Services, Not Manufacturing or Resources, Driving Economic Recovery: Stephen Poloz
Stephen Poloz, the governor of the Bank of Canada, told a Toronto-based think-tank that services, and not manufacturing or resources, will drive Canada’s near term economic growth.
Poloz spoke at a meeting of the C.D. Howe Institute in Toronto on Monday night. He said manufacturing and natural resources remain important parts of the Canadian economy, but it’s been 60 years since the number of Canadians employed in the goods sector surpassed those working in services.
“We have been much more than a nation of hewers of wood and drawers of water for along time, yet the cliché lives on,” Poloz said. “I strongly believe that the continued expansion of our service sector is pointing the way toward full economic recovery and the return of sustained, natural growth.”
Poloz said the bank is confident the economy will find its way back to full output. “As these new sources of growth add up, we will gradually absorb our excess capacity sometime around mid-2018, and inflation will converge on our 2 per cent target from below.”
Earlier Monday, Poloz said in an interview with Bloomberg TV that the Canadian economy would need to go through a “significant drop” to miss that target.
While the growth in services might reflect a trend that has been underway for decades, Poloz told the C.D. Howe meeting he is specifically looking to job and business growth in services to fill the hole left by two shocks that date from the financial crisis of 2008-09. A drop in export capacity and a decrease in resources prices, particularly oil, have pulled between $80 billion to $90 billion out of Canada’s roughly $2 trillion economy.
Poloz said services are already an important source of export growth. In the first half of 2016, Canada was on track to export $100 billion in services, up $25 billion from five years ago. “At a time of sluggish trade growth worldwide, exports of Canadian commercial services such as engineering, research and development, and financial services have grown by more than 5 per cent annually since 2000,” he said.

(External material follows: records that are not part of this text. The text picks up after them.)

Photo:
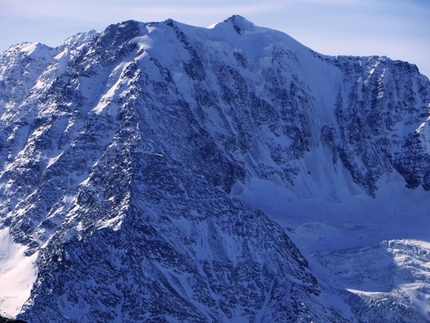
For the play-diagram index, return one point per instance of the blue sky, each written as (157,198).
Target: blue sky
(399,29)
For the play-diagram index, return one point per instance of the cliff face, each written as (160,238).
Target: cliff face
(132,161)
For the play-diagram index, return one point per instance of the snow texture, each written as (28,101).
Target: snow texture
(160,172)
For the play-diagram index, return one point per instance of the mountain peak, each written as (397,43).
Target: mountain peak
(165,172)
(240,23)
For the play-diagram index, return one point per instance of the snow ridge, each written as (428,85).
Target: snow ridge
(165,172)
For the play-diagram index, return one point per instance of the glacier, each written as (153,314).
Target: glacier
(161,172)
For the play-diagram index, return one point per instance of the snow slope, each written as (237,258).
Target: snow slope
(165,172)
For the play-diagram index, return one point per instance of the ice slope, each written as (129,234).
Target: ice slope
(140,165)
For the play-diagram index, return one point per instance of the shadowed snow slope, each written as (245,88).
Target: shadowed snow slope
(168,173)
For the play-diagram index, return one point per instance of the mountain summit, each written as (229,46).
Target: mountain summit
(159,172)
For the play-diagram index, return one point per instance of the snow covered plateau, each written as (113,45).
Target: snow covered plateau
(160,172)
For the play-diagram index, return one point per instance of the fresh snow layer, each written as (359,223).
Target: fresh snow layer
(17,274)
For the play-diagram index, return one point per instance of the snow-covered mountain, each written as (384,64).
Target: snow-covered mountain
(159,172)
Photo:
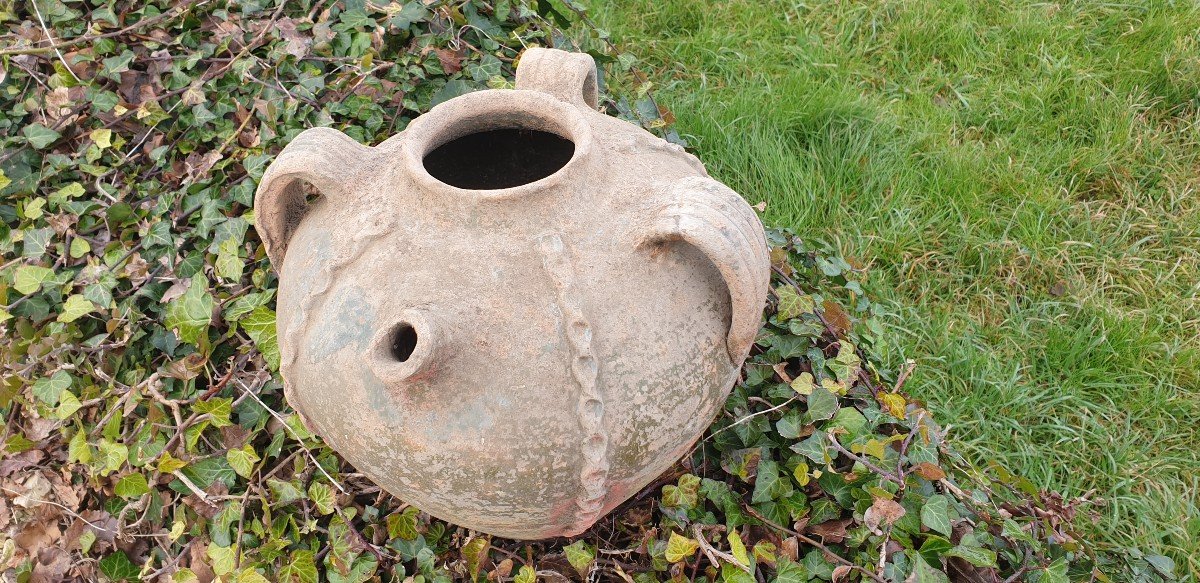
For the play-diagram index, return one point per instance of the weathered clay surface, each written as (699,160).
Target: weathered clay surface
(516,360)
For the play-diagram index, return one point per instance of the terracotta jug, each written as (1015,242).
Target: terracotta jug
(519,311)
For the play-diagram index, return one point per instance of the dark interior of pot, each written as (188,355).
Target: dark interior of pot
(499,158)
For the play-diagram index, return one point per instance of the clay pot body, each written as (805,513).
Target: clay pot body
(521,359)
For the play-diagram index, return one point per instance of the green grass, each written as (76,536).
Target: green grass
(1023,180)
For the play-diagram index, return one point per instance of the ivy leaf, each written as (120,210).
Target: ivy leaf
(77,306)
(112,455)
(168,464)
(322,494)
(922,572)
(789,571)
(685,494)
(223,559)
(976,556)
(49,389)
(118,566)
(101,137)
(769,485)
(936,514)
(29,278)
(40,137)
(845,366)
(815,448)
(259,325)
(403,524)
(78,449)
(526,575)
(474,552)
(131,486)
(581,557)
(228,264)
(219,409)
(803,383)
(822,404)
(738,548)
(243,460)
(300,569)
(1054,574)
(285,492)
(792,304)
(681,547)
(250,575)
(191,313)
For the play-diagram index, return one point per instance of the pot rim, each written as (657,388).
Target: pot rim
(495,109)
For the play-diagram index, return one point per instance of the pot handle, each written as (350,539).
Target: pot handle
(718,221)
(330,161)
(570,77)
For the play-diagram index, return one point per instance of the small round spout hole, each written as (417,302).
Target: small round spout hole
(403,342)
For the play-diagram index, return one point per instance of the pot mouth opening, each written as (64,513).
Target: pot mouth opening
(498,158)
(497,143)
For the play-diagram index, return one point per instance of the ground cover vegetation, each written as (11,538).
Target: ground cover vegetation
(145,434)
(1020,178)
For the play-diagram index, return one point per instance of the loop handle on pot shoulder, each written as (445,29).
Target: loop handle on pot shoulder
(718,221)
(328,160)
(570,77)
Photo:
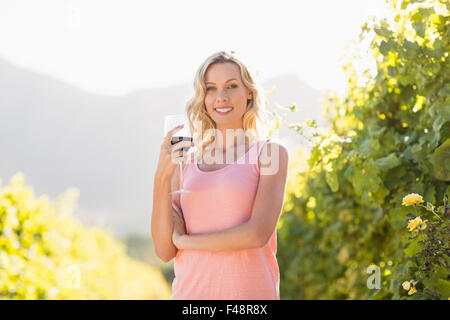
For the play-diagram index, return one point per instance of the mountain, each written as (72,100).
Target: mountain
(62,137)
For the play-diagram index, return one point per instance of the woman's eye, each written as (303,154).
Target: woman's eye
(231,86)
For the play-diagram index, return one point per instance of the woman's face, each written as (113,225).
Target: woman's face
(223,94)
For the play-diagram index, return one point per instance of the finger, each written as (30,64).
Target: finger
(172,132)
(175,140)
(185,145)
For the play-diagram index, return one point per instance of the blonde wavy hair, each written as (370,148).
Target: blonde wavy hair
(255,121)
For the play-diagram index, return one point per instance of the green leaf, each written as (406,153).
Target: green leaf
(440,160)
(420,28)
(332,180)
(388,162)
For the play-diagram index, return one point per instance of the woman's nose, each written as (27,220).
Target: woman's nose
(222,95)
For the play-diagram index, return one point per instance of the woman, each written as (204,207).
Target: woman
(222,234)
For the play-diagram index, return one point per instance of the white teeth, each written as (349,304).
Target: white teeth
(223,110)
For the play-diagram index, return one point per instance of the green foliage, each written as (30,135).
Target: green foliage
(45,253)
(389,137)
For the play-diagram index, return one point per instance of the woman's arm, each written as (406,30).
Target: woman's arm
(165,207)
(266,210)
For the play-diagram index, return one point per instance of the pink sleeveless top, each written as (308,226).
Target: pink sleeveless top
(222,199)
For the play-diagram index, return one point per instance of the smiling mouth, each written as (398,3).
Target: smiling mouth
(223,110)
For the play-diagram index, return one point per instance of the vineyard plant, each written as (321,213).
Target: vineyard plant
(348,216)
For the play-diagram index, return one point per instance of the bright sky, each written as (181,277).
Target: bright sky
(117,46)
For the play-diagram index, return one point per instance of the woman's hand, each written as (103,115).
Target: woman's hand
(179,230)
(168,158)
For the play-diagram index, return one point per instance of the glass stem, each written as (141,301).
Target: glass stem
(181,175)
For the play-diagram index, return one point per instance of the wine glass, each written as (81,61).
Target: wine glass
(183,134)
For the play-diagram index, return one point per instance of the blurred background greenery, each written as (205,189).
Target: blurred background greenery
(386,136)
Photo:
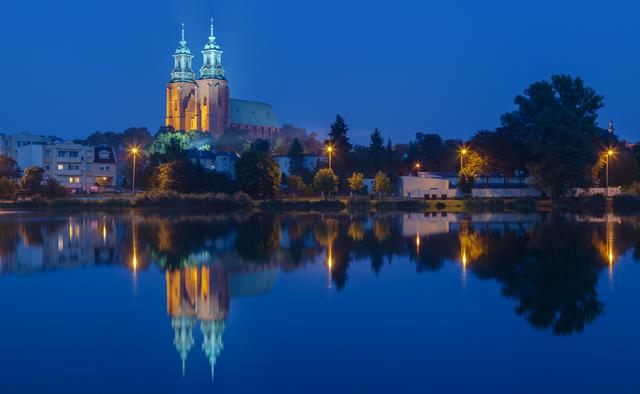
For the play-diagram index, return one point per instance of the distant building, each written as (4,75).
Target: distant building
(79,167)
(205,104)
(11,144)
(310,162)
(221,162)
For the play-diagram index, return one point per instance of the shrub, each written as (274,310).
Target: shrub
(8,188)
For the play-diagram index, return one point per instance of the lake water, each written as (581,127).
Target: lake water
(402,303)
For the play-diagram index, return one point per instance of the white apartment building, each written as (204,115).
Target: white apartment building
(79,167)
(10,145)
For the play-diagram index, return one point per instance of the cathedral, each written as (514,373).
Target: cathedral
(205,103)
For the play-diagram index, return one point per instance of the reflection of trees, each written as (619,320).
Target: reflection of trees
(551,269)
(554,275)
(8,238)
(258,238)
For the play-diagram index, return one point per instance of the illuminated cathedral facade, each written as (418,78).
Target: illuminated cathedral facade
(205,103)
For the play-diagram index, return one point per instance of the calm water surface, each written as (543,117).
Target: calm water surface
(405,303)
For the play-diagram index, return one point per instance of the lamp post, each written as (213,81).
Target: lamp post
(330,152)
(134,152)
(463,152)
(609,154)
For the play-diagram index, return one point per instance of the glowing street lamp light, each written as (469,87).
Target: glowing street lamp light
(330,153)
(134,153)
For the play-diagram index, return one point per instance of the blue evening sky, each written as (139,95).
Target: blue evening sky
(73,67)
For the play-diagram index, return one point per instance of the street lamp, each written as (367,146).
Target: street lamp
(609,153)
(330,152)
(134,152)
(463,152)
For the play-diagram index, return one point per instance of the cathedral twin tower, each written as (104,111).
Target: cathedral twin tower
(204,104)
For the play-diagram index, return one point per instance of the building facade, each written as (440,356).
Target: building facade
(10,144)
(310,163)
(79,167)
(205,104)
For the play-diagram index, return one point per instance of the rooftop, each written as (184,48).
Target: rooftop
(252,113)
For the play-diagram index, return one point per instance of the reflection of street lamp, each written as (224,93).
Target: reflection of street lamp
(609,153)
(134,152)
(330,152)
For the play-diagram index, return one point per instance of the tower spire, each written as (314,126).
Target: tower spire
(182,71)
(212,62)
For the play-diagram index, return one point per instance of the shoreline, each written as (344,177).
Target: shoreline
(241,202)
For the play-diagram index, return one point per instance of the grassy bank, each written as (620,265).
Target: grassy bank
(242,202)
(160,200)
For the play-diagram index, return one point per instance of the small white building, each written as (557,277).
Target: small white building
(310,162)
(425,187)
(221,162)
(12,144)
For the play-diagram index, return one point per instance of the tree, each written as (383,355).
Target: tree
(296,158)
(473,165)
(504,150)
(433,153)
(9,168)
(175,176)
(557,119)
(339,141)
(356,182)
(325,181)
(8,188)
(258,174)
(381,183)
(288,133)
(296,184)
(31,182)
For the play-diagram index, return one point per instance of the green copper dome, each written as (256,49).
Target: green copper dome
(182,71)
(212,62)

Despite his views on the rising value of services, he said resources will remain a significant part of the Canadian economy. The growth of services, he said, has more to do with Canada becoming a more diversified economy than leaving resources behind. “People sometimes seem to lose sight of the fact that it is much better for a diversified economy to have a significant endowment of natural resources than not.”